Bourjade avait souvent admiré cet émouvant propos, et lorsqu’il naviguait vers les populations les plus sauvages de l’univers, il était soutenu par le souvenir de Thérèse. Lorsqu’elle appartenait à l’Église militante, elle « marchait » pour les missionnaires ; aujourd’hui, membre de l’Église triomphante, elle avait d’autres méthodes pour les servir.

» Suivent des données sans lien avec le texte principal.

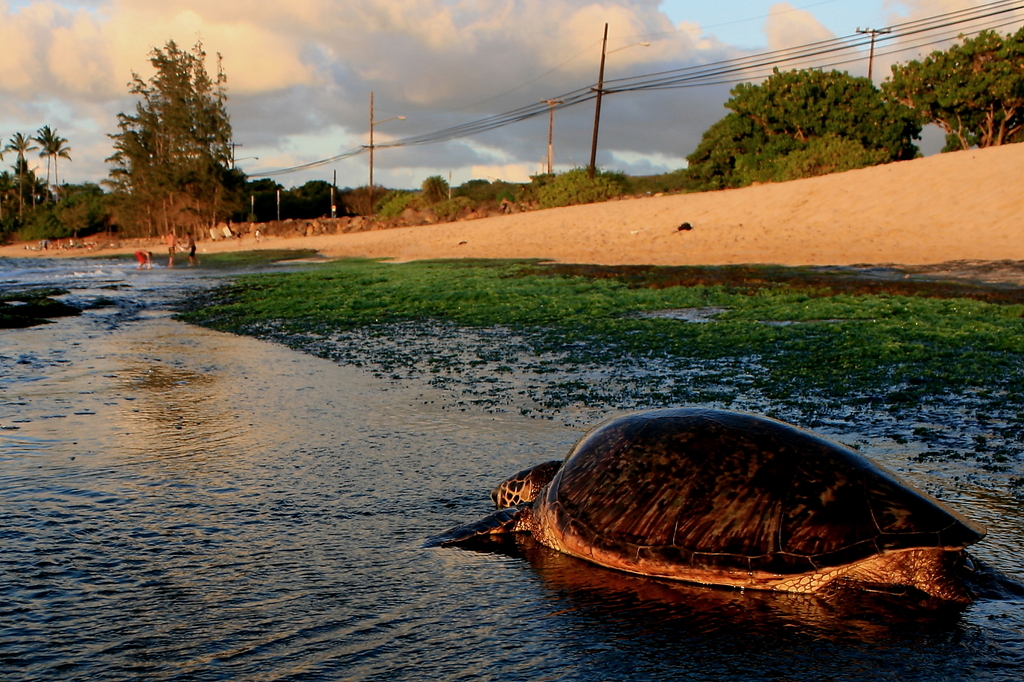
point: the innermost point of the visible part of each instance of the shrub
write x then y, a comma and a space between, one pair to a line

Bourjade allait prendre contact avec ces Papous, chez qui Mgr Verjus, en 1885, avait jeté les premiers germes du Credo ; il allait voir, dans leur cathédrale de Yule-Island, les femmes aux têtes rasées, vêtues d’un léger pagne en herbes, qu’ornent des dents de chien ; les hommes tout rutilants d’huile rouge, dont les bracelets de fibre, les ceintures d’écorce, les jarretières sont parés d’herbes odorantes, et dont la chevelure crépue se constelle de magnifiques fleurs. Mais Bourjade n’était pas destiné à être le desservant d’une cathédrale ; il fallait qu’il allât plus loin dans la pleine sauvagerie, dans la pleine canaquerie, sur ces bords fétides où bâillent les crocodiles ; il fallait qu’il affrontât les marécages et qu’il affrontât les serpents. Il fallait qu’il acceptât l’idée de se dévouer jusqu’à la mort pour des sauvages qu’il était difficile d’approcher, plus difficile encore de convertir, puisque en quarante ans ses frères d’apostolat n’avaient pu prendre contact qu’avec vingt mille âmes, dont neuf mille seulement étaient venues au Christ.